[PATCH 00/17] Paravirt CPUs and push task for less vCPU preemption

Thu Dec 18 16:22:44 AEDT 2025

Hi, Sorry for delay in response. Just landed yesterday from LPC.

>>> Others have already commented on the naming, and I would agree that
>>> "paravirt" is really misleading. I cannot say that the previous "cpu-
>>> avoid" one was perfect, but it was much better.
>   
> It was my suggestion to switch names. cpu-avoid is definitely a
> no-go. Because it doesn't explain anything and only confuses.
> 
> I suggested 'paravirt' (notice - only suggested) because the patch
> series is mainly discussing paravirtualized VMs. But now I'm not even
> sure that the idea of the series is:
> 
> 1. Applicable only to paravirtualized VMs; and
> 2. Preemption and rescheduling throttling requires another in-kernel
>     concept other than nohs, isolcpus, cgroups and similar.
> 
> Shrikanth, can you please clarify the scope of the new feature? Would
> it be useful for non-paravirtualized VMs, for example? Any other
> task-cpu bonding problems?

Current scope of the feature in virtulaized environment where the idea is
to do co-operative folding in each VM based on hint(either HW hint or steal time).

If you see from macro level, this is framework which allows one to avoid some vCPUs(In
Guest) to achieve better throughput or latency.

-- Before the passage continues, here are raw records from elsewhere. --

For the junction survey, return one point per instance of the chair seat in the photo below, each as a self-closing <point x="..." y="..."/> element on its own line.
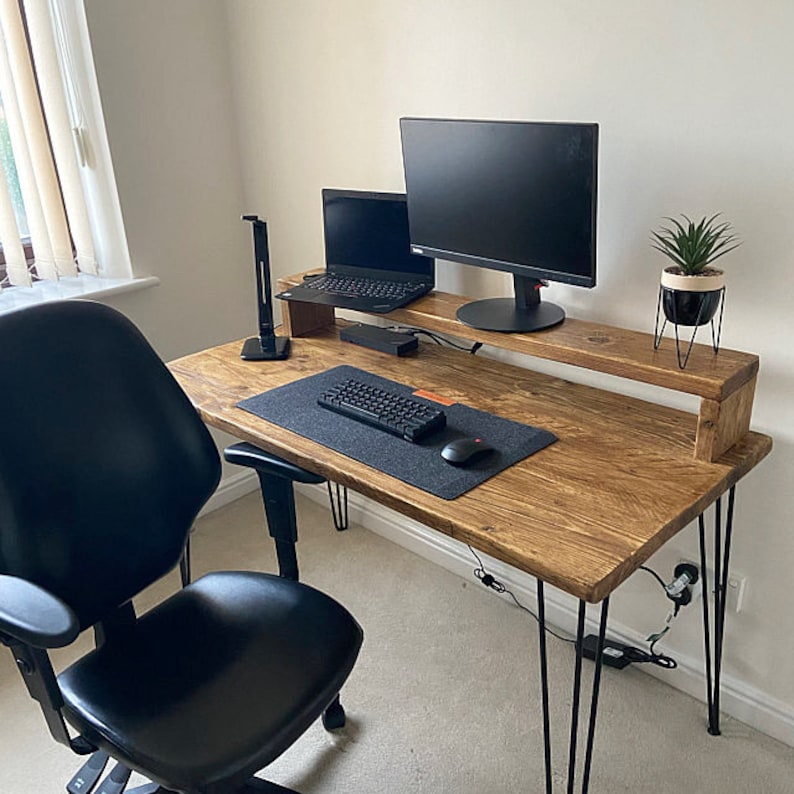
<point x="216" y="682"/>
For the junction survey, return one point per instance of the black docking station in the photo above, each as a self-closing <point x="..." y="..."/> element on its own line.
<point x="379" y="339"/>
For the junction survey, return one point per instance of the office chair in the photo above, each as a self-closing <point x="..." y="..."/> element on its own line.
<point x="104" y="465"/>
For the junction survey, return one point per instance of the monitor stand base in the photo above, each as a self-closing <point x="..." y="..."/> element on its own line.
<point x="502" y="314"/>
<point x="273" y="349"/>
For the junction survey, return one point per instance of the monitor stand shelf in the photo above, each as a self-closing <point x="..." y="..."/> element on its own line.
<point x="724" y="381"/>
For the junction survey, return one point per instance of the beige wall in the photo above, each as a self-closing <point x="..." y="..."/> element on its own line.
<point x="694" y="106"/>
<point x="164" y="81"/>
<point x="217" y="108"/>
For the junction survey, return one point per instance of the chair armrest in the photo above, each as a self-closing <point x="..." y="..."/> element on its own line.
<point x="245" y="454"/>
<point x="31" y="615"/>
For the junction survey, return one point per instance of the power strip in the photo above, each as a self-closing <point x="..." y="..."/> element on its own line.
<point x="379" y="339"/>
<point x="613" y="654"/>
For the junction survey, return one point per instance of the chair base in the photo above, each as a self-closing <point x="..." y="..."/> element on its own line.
<point x="253" y="786"/>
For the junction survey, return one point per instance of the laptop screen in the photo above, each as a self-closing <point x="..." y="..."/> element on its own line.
<point x="370" y="230"/>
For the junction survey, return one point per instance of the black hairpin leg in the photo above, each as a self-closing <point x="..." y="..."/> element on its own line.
<point x="337" y="494"/>
<point x="184" y="564"/>
<point x="715" y="332"/>
<point x="577" y="686"/>
<point x="713" y="650"/>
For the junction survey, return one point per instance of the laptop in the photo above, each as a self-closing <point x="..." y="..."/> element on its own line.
<point x="368" y="261"/>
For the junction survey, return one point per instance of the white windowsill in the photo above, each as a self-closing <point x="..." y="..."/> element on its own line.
<point x="82" y="286"/>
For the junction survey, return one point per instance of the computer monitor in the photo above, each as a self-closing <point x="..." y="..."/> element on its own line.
<point x="515" y="196"/>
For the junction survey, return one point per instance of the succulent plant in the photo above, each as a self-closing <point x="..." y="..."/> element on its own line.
<point x="694" y="246"/>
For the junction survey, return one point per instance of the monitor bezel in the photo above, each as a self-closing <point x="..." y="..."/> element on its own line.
<point x="525" y="269"/>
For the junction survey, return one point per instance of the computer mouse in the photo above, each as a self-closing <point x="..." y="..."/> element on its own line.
<point x="465" y="451"/>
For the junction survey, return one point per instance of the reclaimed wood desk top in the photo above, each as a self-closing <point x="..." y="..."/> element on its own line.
<point x="581" y="515"/>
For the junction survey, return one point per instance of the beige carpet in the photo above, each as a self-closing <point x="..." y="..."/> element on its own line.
<point x="445" y="697"/>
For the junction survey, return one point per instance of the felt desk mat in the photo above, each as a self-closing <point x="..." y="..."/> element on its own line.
<point x="294" y="407"/>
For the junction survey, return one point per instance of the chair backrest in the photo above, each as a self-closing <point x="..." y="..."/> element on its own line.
<point x="104" y="463"/>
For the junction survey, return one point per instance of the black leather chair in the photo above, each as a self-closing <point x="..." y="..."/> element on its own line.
<point x="104" y="465"/>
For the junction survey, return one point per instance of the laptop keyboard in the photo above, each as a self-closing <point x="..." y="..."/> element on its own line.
<point x="358" y="287"/>
<point x="395" y="413"/>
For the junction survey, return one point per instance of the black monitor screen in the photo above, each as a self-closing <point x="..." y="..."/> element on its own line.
<point x="506" y="195"/>
<point x="369" y="230"/>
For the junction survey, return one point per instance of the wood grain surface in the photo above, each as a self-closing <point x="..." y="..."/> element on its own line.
<point x="582" y="514"/>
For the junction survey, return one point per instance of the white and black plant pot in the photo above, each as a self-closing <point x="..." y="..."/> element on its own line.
<point x="690" y="301"/>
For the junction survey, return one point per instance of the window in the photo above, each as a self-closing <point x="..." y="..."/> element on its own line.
<point x="61" y="231"/>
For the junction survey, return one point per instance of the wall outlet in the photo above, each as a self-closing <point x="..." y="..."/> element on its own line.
<point x="734" y="593"/>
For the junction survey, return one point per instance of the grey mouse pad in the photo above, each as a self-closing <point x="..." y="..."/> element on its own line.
<point x="295" y="408"/>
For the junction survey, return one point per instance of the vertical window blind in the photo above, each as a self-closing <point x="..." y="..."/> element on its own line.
<point x="44" y="223"/>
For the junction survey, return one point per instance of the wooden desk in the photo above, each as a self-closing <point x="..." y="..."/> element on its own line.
<point x="582" y="514"/>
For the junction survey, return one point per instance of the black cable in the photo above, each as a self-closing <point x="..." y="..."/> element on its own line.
<point x="437" y="338"/>
<point x="655" y="576"/>
<point x="494" y="584"/>
<point x="639" y="656"/>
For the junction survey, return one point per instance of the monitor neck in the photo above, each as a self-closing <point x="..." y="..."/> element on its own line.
<point x="523" y="313"/>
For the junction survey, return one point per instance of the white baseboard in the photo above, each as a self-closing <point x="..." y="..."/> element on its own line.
<point x="737" y="698"/>
<point x="232" y="487"/>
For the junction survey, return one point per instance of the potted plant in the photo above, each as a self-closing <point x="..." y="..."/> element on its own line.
<point x="691" y="288"/>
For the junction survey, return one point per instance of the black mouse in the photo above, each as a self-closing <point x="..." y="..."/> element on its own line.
<point x="465" y="451"/>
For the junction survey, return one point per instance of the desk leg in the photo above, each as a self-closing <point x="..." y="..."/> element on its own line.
<point x="337" y="495"/>
<point x="577" y="687"/>
<point x="722" y="556"/>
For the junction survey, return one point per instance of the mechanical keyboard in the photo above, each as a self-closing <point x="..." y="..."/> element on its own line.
<point x="360" y="287"/>
<point x="395" y="413"/>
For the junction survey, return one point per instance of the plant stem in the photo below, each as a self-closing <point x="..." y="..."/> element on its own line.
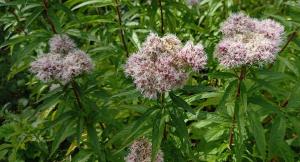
<point x="76" y="93"/>
<point x="237" y="96"/>
<point x="122" y="32"/>
<point x="50" y="22"/>
<point x="161" y="17"/>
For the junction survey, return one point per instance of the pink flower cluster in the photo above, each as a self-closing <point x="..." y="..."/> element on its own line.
<point x="248" y="41"/>
<point x="140" y="151"/>
<point x="63" y="63"/>
<point x="193" y="2"/>
<point x="159" y="66"/>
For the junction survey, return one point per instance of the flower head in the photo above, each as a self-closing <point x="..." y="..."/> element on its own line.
<point x="47" y="67"/>
<point x="152" y="66"/>
<point x="192" y="2"/>
<point x="140" y="151"/>
<point x="248" y="41"/>
<point x="63" y="63"/>
<point x="61" y="44"/>
<point x="75" y="63"/>
<point x="193" y="55"/>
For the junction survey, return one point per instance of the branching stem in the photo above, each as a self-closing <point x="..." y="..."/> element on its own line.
<point x="122" y="32"/>
<point x="237" y="96"/>
<point x="161" y="17"/>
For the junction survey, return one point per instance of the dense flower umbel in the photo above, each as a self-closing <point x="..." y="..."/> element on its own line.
<point x="63" y="66"/>
<point x="193" y="55"/>
<point x="61" y="43"/>
<point x="248" y="41"/>
<point x="140" y="151"/>
<point x="76" y="63"/>
<point x="192" y="2"/>
<point x="47" y="67"/>
<point x="158" y="66"/>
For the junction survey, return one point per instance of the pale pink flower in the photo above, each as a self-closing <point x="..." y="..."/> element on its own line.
<point x="47" y="67"/>
<point x="152" y="67"/>
<point x="193" y="2"/>
<point x="140" y="151"/>
<point x="61" y="43"/>
<point x="75" y="63"/>
<point x="248" y="41"/>
<point x="63" y="66"/>
<point x="193" y="56"/>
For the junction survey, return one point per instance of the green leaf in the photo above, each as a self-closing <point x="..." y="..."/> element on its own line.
<point x="157" y="134"/>
<point x="82" y="156"/>
<point x="98" y="3"/>
<point x="277" y="144"/>
<point x="181" y="103"/>
<point x="258" y="133"/>
<point x="94" y="142"/>
<point x="66" y="130"/>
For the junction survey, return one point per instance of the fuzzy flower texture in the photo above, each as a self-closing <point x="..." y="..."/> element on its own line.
<point x="160" y="65"/>
<point x="63" y="63"/>
<point x="140" y="151"/>
<point x="248" y="41"/>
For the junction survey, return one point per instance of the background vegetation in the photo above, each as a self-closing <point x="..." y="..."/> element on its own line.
<point x="42" y="124"/>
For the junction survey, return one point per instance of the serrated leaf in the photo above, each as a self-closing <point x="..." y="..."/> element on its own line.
<point x="181" y="103"/>
<point x="258" y="133"/>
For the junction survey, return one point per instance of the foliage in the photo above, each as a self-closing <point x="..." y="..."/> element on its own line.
<point x="97" y="116"/>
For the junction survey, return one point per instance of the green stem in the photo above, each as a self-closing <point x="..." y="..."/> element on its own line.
<point x="238" y="94"/>
<point x="122" y="32"/>
<point x="76" y="93"/>
<point x="46" y="6"/>
<point x="161" y="17"/>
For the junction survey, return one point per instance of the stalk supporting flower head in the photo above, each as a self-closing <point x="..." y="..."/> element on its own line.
<point x="140" y="151"/>
<point x="63" y="63"/>
<point x="158" y="66"/>
<point x="248" y="41"/>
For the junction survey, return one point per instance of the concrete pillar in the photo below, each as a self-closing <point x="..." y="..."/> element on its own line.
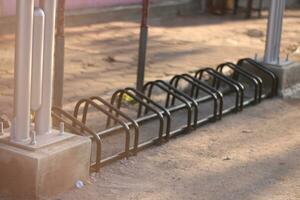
<point x="23" y="59"/>
<point x="43" y="119"/>
<point x="273" y="41"/>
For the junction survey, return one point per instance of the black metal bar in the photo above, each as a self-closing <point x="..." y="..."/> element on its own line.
<point x="263" y="69"/>
<point x="120" y="94"/>
<point x="174" y="81"/>
<point x="150" y="101"/>
<point x="233" y="84"/>
<point x="177" y="94"/>
<point x="239" y="72"/>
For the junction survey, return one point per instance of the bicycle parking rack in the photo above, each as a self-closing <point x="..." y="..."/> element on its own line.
<point x="240" y="72"/>
<point x="263" y="72"/>
<point x="246" y="77"/>
<point x="217" y="77"/>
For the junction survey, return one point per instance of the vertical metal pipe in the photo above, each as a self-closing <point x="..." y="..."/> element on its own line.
<point x="273" y="41"/>
<point x="59" y="55"/>
<point x="23" y="59"/>
<point x="43" y="119"/>
<point x="37" y="60"/>
<point x="142" y="46"/>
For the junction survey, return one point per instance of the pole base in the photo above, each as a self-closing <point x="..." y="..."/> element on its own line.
<point x="44" y="172"/>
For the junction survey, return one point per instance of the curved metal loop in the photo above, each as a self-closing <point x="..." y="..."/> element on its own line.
<point x="132" y="122"/>
<point x="150" y="101"/>
<point x="174" y="82"/>
<point x="120" y="94"/>
<point x="59" y="114"/>
<point x="87" y="103"/>
<point x="239" y="72"/>
<point x="265" y="70"/>
<point x="237" y="87"/>
<point x="178" y="95"/>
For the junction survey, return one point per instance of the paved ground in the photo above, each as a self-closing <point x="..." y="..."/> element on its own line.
<point x="103" y="57"/>
<point x="253" y="155"/>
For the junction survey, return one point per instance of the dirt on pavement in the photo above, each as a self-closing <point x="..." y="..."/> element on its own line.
<point x="251" y="155"/>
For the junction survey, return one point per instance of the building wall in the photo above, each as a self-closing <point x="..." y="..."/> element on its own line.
<point x="8" y="7"/>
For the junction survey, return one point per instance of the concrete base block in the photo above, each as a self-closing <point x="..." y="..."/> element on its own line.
<point x="45" y="172"/>
<point x="289" y="79"/>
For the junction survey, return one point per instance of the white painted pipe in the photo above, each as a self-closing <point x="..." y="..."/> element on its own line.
<point x="43" y="118"/>
<point x="37" y="61"/>
<point x="274" y="31"/>
<point x="23" y="59"/>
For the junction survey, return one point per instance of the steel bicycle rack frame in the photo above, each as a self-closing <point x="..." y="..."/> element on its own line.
<point x="117" y="99"/>
<point x="188" y="103"/>
<point x="213" y="94"/>
<point x="87" y="103"/>
<point x="236" y="86"/>
<point x="264" y="70"/>
<point x="148" y="109"/>
<point x="237" y="72"/>
<point x="63" y="116"/>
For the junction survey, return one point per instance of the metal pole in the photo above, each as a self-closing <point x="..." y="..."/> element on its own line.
<point x="23" y="59"/>
<point x="43" y="119"/>
<point x="142" y="46"/>
<point x="59" y="55"/>
<point x="273" y="41"/>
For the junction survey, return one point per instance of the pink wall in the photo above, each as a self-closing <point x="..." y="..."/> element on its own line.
<point x="9" y="6"/>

So one could come up with more usecases
even in non-paravirtualized VMs. For example, one crazy idea such as avoid using SMT siblings
when the system utilization is low to achieve higher ipc(instruction per cycle) value.

> 
> On previous rounds you tried to implement the same with cgroups, as
> far as I understood. Can you discuss that? What exactly can't be done
> with the existing kernel APIs?
> 
> Thanks,
> Yury
> 

We discussed this in Sched-MC this year.
https://youtu.be/zf-MBoUIz1Q?t=8581

Currently explored options.

1. CPU Hotplug - slow. Some efforts underway to speed it up.
2. Creating isolated cpusets - Faster. still involves sched domain rebuilds.

The reason why they both won't work is that they break user affinities in the guest.
i.e guest can do "taskset -c <some_vcpus> <workload>, when the
last vCPU goes offline(guest vCPU hotplug) in that list of vCPUs
the affinity mask is reset and workload can run on online vCPUs and it
doesn't set back to earlier value. That is okay for hotlug or isolated cpusets
since it is driven by user in the guest. So user is aware of it.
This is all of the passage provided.